He's a witty one, he is....

Thursday, December 15, 2005

I called home last night for my traditional "I"m on my way home and I should be arriving in an hour" phone call. This is also when the "what's for dinner" conversation occurs.

Terrance: "Do you want the Steak? With the peppers?"

Me: "Yeah, that's fine, I'm not that hungry."

Terrance: "Do you want anything else with that? Vegetables?"

Me: "No, The steak and peppers is fine."

Terrnace: "No other vegetables? Perhaps some...........................Peas?"

Me: "No, Peppers are fine, I don't need......HEY! Are you still trying to get me to eat your ball icing peas?"

Terrance: "Maybe I am."


Oh , he is a funny one, that husband of mine.

16 Baleful Regards:

roo said...

Oh, a wise guy, eh?

Stay away from the peas!

Nancy said...

Do you think maybe he's trying to use the "Peas" thing to indicate he's interested something else ball or ball-related? (i.e., when J's interested in some intimate action he might use a euphemism to describe it...)

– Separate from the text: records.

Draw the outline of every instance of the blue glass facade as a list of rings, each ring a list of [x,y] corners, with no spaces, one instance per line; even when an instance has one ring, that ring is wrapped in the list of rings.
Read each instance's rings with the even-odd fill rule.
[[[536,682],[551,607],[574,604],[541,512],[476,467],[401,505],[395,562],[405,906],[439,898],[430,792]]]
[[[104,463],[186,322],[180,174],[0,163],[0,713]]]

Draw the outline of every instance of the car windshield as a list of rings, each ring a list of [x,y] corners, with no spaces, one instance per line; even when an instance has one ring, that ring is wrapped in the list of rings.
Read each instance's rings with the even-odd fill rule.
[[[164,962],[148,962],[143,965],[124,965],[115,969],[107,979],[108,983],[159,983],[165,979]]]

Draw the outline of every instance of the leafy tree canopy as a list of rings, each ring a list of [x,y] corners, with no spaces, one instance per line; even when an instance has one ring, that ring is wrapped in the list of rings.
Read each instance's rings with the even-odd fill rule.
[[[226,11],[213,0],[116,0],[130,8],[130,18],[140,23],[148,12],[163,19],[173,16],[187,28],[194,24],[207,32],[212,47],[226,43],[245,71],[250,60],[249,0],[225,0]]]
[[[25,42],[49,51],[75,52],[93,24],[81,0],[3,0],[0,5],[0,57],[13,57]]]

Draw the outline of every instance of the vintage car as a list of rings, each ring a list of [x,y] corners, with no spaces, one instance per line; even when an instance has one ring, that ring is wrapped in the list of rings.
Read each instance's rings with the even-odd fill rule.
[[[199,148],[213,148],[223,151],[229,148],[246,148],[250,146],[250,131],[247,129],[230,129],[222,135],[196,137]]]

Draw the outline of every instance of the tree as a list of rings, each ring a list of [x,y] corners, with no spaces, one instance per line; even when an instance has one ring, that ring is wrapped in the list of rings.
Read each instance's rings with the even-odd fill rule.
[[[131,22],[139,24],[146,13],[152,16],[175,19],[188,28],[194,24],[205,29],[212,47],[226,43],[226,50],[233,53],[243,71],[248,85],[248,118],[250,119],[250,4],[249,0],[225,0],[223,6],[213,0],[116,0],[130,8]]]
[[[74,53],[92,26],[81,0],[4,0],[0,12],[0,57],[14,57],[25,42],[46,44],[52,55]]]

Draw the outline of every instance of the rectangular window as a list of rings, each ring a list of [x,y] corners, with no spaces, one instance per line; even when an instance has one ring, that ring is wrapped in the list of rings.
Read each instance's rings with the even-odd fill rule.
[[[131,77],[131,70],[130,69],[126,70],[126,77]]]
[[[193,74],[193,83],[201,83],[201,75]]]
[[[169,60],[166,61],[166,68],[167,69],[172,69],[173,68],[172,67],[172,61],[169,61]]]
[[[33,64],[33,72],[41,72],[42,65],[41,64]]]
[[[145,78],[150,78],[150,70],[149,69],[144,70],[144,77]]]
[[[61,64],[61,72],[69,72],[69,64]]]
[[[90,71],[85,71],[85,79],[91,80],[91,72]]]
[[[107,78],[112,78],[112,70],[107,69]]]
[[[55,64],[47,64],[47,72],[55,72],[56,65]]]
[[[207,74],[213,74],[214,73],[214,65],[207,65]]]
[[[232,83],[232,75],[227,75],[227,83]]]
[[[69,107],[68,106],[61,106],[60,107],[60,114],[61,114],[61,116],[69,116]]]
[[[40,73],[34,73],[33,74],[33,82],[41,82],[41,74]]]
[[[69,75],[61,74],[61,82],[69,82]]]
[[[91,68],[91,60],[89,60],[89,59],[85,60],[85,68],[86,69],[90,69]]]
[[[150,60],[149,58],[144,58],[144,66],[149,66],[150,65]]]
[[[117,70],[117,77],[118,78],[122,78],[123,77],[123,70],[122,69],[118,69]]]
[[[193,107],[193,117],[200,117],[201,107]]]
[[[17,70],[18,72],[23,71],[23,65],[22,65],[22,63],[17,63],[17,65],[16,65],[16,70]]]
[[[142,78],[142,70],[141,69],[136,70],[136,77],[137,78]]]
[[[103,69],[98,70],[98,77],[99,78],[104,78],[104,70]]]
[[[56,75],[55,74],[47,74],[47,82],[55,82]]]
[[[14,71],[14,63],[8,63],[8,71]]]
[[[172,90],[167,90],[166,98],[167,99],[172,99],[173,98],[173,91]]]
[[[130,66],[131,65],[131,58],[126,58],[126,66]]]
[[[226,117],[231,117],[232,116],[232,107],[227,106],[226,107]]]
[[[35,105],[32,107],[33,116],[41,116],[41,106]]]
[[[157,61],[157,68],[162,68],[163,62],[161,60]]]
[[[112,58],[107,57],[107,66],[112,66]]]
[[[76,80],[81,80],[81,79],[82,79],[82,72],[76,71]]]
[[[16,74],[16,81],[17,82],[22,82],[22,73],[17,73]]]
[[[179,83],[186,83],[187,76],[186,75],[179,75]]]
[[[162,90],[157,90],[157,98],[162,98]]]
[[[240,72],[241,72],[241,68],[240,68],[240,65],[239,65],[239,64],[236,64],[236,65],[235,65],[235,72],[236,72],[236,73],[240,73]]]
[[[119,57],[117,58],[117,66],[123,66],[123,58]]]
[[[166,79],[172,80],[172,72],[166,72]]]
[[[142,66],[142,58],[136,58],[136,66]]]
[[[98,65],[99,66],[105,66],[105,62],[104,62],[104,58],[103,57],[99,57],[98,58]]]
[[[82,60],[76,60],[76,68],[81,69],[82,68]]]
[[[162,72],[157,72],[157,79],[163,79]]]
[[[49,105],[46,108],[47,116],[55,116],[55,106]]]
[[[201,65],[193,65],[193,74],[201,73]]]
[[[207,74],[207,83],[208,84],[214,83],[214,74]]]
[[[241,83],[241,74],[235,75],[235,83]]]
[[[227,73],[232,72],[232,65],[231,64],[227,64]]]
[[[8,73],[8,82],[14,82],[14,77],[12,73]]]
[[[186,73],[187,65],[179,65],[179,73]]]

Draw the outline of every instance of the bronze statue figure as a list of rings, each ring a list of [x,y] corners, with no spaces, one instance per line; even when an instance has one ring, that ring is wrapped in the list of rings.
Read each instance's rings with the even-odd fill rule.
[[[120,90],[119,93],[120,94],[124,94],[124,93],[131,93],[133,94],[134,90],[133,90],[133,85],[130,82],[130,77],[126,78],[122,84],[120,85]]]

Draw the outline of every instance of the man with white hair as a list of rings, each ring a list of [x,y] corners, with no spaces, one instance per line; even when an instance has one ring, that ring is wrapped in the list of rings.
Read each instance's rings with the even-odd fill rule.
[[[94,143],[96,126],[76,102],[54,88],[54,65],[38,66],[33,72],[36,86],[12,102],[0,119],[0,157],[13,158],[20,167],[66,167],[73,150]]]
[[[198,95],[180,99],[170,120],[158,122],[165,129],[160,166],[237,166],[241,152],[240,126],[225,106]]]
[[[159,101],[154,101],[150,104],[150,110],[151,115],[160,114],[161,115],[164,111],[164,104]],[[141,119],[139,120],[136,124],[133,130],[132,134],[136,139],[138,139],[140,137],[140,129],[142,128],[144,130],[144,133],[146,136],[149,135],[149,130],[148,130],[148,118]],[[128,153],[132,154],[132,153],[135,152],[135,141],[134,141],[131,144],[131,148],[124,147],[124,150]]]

p.s. -- thanks for the gift ideas, I think I'm going to take your suggestions!

Mabel said...

Ball icing pees? I'm honestly scared

TB said...

Ball icing peas. Classic. But perhaps you should save that particular bag to be used to ice down any other unfortunate injuries.

Lisa said...

I would still eat the peas. But then again, my mother was a horrid cook. She would make spaghetti and put uncooked rice in it to "bulk it up." So we'd have crunchy spaghetti. For mac and cheese, she'd only use half the package of cheese. THen she'd save them and buy the cheapest noodles she could get and use the rest of the cheese on them. For years, I though mac and cheese was Supposed to be runny and white and tasteless. I could go on and on. And I HATED spaghetti. Probably why I can pretty much eat anything today.

Dawn said...

Yes, I totally think he was trying to get me to think about his scrotum. It's a dude's version of foreplay.

JenfromBoston said...

You know, there is nothing sexier than hearing the word "scrotum".

Give peas a chance, man.

halloweenlover said...

I thought you already ate those peas!!! How many bags of vegetables did he contaminate with his ball sweat?

Beth said...

i think we might have eaten David's ball icing peas a few weeks ago... *said with panic and a growing sense of horror*

must check freezer.

why are these wretched vegetables still with us?!?!?

mothergoosemouse said...

After the first episode of eating the ball icing peas, do you mean to tell me that you did not throw out the rest of the package?

Cindy said...

I think Dawn likes ball icing peas.

We had peas and corn for Dh's ball icing, didn't eat any of it.....

Dawn said...

Sadly, I bought 3 packages for the icing, and as I don't eat peas ( or cook) I don't have any concept of what is IN the Freezer. I do plan on throwing them out today....once I de-ice my damn door.

Isabel said...

Husbands...are....so...funny!

Sugarmama said...

I'm still stuck on the prospect of my Husband offering to make me a steak. I don't know that I'd care what he offered with it. Mmmmm, red meat....

roo said...

Those peas would be scrotumcious! Or should I say, scro-yum-cious?

halloweenlover said...

I can't believe that roo said scrotumcious. Please say that to Terrance tonight, I will die.